Malgré ce qui est considéré comme une «victoire» pour le Québec, qui a porté la cause au plus haut tribunal du pays avec l'appui de trois autres provinces, le ministre de la Santé, Yves Bolduc, avait le triomphe modeste, hier. «Il ne faut pas le voir comme une victoire, a indiqué M. Bolduc. Le jugement maintient que le Québec a la prérogative au niveau de la santé. Les compétences en matière de santé au niveau provincial sont maintenues.»

C'est l'avis du juge Thomas Cromwell, qui a tranché au milieu de ses huit collègues, profondément divisés sur la façon d'interpréter la constitutionnalité des articles contestés de la Loi fédérale sur la procréation assistée. Quatre juges se sont rangés aux arguments d'Ottawa: la rémunération des donneurs de sperme ou d'ovules, les normes qui régissent les cliniques de fertilité ou la protection des renseignements personnels des donneurs, par exemple, relèvent du droit criminel, donc du fédéral. Quatre autres juges ont estimé que les articles contestés par Québec ne relèvent pas du droit criminel, mais de la compétence des provinces en matière de santé.

Le juge Cromwell a tranché. Certains articles, comme ceux qui concernent l'âge des donneurs et la rémunération des donneurs ou d'une mère porteuse, relèvent de la loi fédérale. D'autres, comme la gestion des renseignements personnels et la recherche en procréation assistée, doivent être réglementés par les provinces.
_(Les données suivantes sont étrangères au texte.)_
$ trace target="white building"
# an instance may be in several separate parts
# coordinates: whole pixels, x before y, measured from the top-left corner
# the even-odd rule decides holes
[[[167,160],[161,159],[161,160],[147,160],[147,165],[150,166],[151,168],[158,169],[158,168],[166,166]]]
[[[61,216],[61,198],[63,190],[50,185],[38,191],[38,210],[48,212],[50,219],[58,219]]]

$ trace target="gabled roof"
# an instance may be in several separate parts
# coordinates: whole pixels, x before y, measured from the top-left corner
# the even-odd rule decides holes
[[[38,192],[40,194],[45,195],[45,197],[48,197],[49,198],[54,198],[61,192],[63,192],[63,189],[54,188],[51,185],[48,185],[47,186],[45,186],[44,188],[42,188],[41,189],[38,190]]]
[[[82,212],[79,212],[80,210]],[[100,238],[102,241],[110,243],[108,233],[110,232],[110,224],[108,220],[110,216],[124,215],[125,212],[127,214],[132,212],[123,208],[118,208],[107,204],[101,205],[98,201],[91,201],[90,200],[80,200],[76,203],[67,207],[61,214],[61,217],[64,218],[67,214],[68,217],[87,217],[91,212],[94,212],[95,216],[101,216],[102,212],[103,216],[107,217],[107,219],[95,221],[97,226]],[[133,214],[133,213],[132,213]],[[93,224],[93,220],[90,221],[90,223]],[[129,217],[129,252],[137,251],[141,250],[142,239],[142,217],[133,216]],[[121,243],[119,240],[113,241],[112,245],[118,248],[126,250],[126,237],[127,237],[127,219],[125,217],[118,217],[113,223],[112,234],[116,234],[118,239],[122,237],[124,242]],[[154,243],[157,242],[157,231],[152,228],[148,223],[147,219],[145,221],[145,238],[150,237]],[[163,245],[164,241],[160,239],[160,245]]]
«La poire a donc été coupée en deux, observe le constitutionnaliste Benoît Pelletier. On a donné raison à Québec sur des choses importantes.» Mais l'ensemble des articles contestés aurait pu tomber entre les mains des provinces, dit-il, «en fonction de la même logique».

En suspens

Le jugement ne règle pas instantanément certaines questions, comme celle de la légalité de la procréation pour autrui (les mères porteuses), sur laquelle les lois provinciales et fédérale sont toujours en conflit.

La Cour suprême confirme les dispositions de la loi fédérale qui interdisent la rémunération des mères porteuses, mais elle permet le remboursement de certaines dépenses (qui devront être précisées par Santé Canada). Cet article reconnaît donc certains contrats de mères porteuses, qui sont invalides au Québec selon le Code civil. Le débat, au Québec, n'est donc pas terminé.

Autre discussion qu'Ottawa devra avoir avec les provinces: la compensation financière versée aux donneurs de gamètes, principalement les donneurs de sperme. «J'espère que le gouvernement fédéral va nous écouter, cette fois», dit le Dr François Bissonnette, directeur médical de la clinique de fertilité OVO et témoin expert pour le Procureur général du Québec dans cette cause.

Les donneurs ne sont plus rémunérés depuis l'entrée en vigueur de la loi en 2004. Résultat: les banques canadiennes de sperme sont vides et les couples infertiles se tournent vers des banques commerciales étrangères ou le marché noir. «C'est exactement ce qu'on craignait et c'est un dangereux problème de santé publique. Il faut un encadrement afin d'avoir des banques de sperme au Canada pour éviter le tourisme reproductif.»

Mais généralement, les observateurs ont bon espoir que les lois provinciales et fédérale arriveront à s'harmoniser grâce aux mécanismes qui existent déjà, comme l'a souligné Benoît Pelletier. «Ce n'est pas le seul domaine où les deux ordres de gouvernement sont présents.»

«C'est souvent le réflexe qu'a le fédéral de vouloir intervenir lorsque, selon lui, une question a une dimension nationale. Lorsqu'il le fait et prohibe des comportements nettement immoraux, on peut dire que ça fait partie du droit criminel.» Québec ne contestait d'ailleurs pas la compétence fédérale pour interdire le clonage humain, par exemple. «Mais quand le fédéral va plus loin, comme c'est le cas ici, qu'il veut réglementer l'assistance à la procréation et la façon dont les services seront rendus, cela va trop loin. Ça relève de la santé.»

Il reste le mandat de l'agence fédérale Procréation assistée du Canada, créée en 2004 pour établir des normes pancanadiennes en la matière, qui se trouve rétréci de beaucoup. «L'agence est affaiblie, ça va de soi, dit M. Pelletier. Et ce sont aussi les ambitions fédérales d'avoir des normes pancanadiennes coercitives qui s'envolent.»

Le ministre fédéral de la Justice, Rob Nicholson, a indiqué hier qu'il avait besoin de plus de temps pour étudier la décision de la Cour suprême avant de la commenter.